The flaw in Cantor's Diagonalization Argument

Diagonaliztion as a process involves constructing a number that cannot possibly exist in an infinite list of numbers of a set such as the reals, then because that list was assumed to have a bijection with the naturals it concludes that a bijection is impossible. This conclusion however is flawed in that it is never tests if diagonalization will also create a new natural number not in the list of natural numbers that we can then use to continue the bijection.

Say we have a list of all natural numbers:
3948593...
1085483...
7688312...
...
we can add one to the first digit of the first number, the second of the second number, and so on diagonally in order to construct a natural number not in the list: 4290337...
Because diagonalization can always create a new number in the naturals we can continue the bijection that Cantor abandoned and show that there is no contradiction.

 

Can someone please tell me I'm not crazy and this makes sense?

 

Rephrased for readability:

Cantor assumes a bijection between the reals and the naturals is possible.
Cantor shows a surjection from the reals to the naturals is impossible using diagonalization.
Cantor concludes his assumption leads to a contradiction and must be false.

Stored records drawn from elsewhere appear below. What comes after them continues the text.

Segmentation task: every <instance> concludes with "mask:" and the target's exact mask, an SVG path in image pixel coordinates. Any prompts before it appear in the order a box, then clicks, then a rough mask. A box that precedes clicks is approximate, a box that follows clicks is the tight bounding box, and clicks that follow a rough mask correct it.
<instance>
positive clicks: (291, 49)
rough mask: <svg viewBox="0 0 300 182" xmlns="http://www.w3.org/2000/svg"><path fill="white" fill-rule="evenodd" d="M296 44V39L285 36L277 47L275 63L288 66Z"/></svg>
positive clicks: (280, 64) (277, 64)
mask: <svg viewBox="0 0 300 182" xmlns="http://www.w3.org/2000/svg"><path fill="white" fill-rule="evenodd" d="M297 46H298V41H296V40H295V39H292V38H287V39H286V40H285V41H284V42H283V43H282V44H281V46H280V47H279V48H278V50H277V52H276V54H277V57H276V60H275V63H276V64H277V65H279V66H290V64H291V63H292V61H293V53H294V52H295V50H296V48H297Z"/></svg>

I assume a bijection between the reals and the naturals is possible.
I show a surjection from the naturals to the reals is impossible using diagonalization.
I conclude Cantor's assumption of a contradiction leads to a contradiction itself because if two sets are not surjective into each other then both must be strictly larger than each other which is impossible.

I conclude there cannot be a contradiction in Cantor's argument and so there must be a bijection between the reals and the naturals.